Summary
A vulnerability with a CVSS score of 10.0, tracked as CVE-2025-55182 in React and CVE-2025-66478 in Next.js, has been publicly disclosed, enabling unauthenticated remote code execution (RCE). The flaw resides in how React Server Components (RSC) decode payloads sent to Server Function endpoints, allowing attackers to execute arbitrary JavaScript on the server via specially crafted HTTP requests.
Sector Impact
Retail and hospitality organizations heavily reliant on modern web frameworks for customer-facing applications are at significant risk, as 39% of all cloud environments reportedly have publicly exposed Next.js instances that could be compromised. Successful exploitation could lead to total server takeover, exposing sensitive customer PII, payment data, and internal business logic. All RH-ISAC Core Members are advised to check for exposure and remediate if necessary.
Analysis
The vulnerability stems from a logical deserialization flaw within the react-server package’s handling of the RSC “Flight” protocol. When the server processes a malformed payload, it fails to correctly validate the structure, allowing attacker-controlled data to influence server-side execution logic. This results in the execution of privileged JavaScript code with a near 100% success rate in tested environments. Crucially, the vulnerability affects any application supporting React Server Components, even if it does not explicitly implement React Server Function endpoints.

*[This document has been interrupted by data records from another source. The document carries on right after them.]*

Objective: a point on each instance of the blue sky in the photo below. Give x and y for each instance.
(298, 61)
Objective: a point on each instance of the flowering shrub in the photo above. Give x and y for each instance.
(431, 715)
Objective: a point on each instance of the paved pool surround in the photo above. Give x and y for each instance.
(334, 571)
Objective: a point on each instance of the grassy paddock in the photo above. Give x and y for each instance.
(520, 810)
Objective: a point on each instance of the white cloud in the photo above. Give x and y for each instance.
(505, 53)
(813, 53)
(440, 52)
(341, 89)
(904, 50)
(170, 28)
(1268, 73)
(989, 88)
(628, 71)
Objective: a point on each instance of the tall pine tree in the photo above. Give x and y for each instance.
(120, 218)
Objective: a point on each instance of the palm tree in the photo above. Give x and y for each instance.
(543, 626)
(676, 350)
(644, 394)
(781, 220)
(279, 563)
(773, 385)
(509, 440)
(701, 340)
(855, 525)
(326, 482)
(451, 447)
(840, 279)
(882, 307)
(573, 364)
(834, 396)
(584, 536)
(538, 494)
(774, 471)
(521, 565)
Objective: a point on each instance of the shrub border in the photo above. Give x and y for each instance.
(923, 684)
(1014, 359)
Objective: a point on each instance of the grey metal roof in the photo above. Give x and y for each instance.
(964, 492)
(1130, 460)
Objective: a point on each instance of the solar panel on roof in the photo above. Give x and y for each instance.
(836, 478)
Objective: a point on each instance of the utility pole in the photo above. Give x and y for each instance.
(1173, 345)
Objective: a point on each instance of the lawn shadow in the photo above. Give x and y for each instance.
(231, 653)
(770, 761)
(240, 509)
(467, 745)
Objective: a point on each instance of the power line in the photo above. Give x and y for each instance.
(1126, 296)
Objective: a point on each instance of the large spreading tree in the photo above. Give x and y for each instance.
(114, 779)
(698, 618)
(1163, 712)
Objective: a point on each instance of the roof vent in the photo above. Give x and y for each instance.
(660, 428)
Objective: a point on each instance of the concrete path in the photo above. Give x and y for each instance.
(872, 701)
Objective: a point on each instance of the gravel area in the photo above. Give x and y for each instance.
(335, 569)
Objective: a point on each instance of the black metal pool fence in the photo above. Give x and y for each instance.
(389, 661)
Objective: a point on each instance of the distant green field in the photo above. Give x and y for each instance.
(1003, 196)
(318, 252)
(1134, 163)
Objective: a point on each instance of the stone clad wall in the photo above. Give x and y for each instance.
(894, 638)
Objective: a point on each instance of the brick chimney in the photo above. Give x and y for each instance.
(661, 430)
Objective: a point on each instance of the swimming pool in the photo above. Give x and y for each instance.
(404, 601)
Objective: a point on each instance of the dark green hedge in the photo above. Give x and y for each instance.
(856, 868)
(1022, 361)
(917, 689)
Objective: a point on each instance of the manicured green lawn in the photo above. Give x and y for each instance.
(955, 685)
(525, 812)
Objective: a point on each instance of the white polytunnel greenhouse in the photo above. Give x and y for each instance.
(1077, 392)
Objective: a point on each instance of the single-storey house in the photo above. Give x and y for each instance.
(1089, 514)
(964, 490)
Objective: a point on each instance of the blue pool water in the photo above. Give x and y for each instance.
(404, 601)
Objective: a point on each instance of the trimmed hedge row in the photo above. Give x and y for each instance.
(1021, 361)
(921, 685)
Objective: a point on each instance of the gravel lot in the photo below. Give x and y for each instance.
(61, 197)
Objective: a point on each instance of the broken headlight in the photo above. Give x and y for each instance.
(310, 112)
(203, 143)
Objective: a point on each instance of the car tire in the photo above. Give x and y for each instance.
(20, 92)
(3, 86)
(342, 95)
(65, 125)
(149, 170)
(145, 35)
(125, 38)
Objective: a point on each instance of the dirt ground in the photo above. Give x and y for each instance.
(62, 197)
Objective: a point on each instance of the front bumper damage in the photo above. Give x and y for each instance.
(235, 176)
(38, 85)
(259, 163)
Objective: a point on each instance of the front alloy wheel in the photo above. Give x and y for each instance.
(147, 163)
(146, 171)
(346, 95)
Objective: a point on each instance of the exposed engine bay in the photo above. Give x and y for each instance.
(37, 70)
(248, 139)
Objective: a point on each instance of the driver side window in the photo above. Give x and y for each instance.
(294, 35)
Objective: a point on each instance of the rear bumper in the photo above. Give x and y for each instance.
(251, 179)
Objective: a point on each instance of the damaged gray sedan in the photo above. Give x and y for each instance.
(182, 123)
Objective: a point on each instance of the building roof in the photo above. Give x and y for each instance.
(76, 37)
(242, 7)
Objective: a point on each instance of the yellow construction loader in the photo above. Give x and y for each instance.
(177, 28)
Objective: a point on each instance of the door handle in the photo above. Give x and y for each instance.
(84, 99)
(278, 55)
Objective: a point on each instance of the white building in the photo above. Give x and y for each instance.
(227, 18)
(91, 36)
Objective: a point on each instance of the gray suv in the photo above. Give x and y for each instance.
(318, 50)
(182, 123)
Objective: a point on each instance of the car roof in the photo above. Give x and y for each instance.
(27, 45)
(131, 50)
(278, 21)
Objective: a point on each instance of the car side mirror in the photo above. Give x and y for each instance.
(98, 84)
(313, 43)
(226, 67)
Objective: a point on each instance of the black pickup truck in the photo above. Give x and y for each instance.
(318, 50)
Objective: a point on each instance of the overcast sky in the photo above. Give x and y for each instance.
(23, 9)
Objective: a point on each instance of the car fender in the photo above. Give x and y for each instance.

The impact extends beyond React and Next.js to include any library bundling RSC, such as Vite, Parcel, React Router, RedwoodJS, and Waku. The attack vector is remote and unauthenticated, requiring only a crafted HTTP request to a target server running a default configuration.
Mitigation
While hosting providers are applying temporary mitigations, organizations must prioritize upgrading to patched versions (React 19.0.1, 19.1.2, 19.2.1 and Next.js 16.0.7, 15.5.7, etc.) immediately to secure their infrastructure.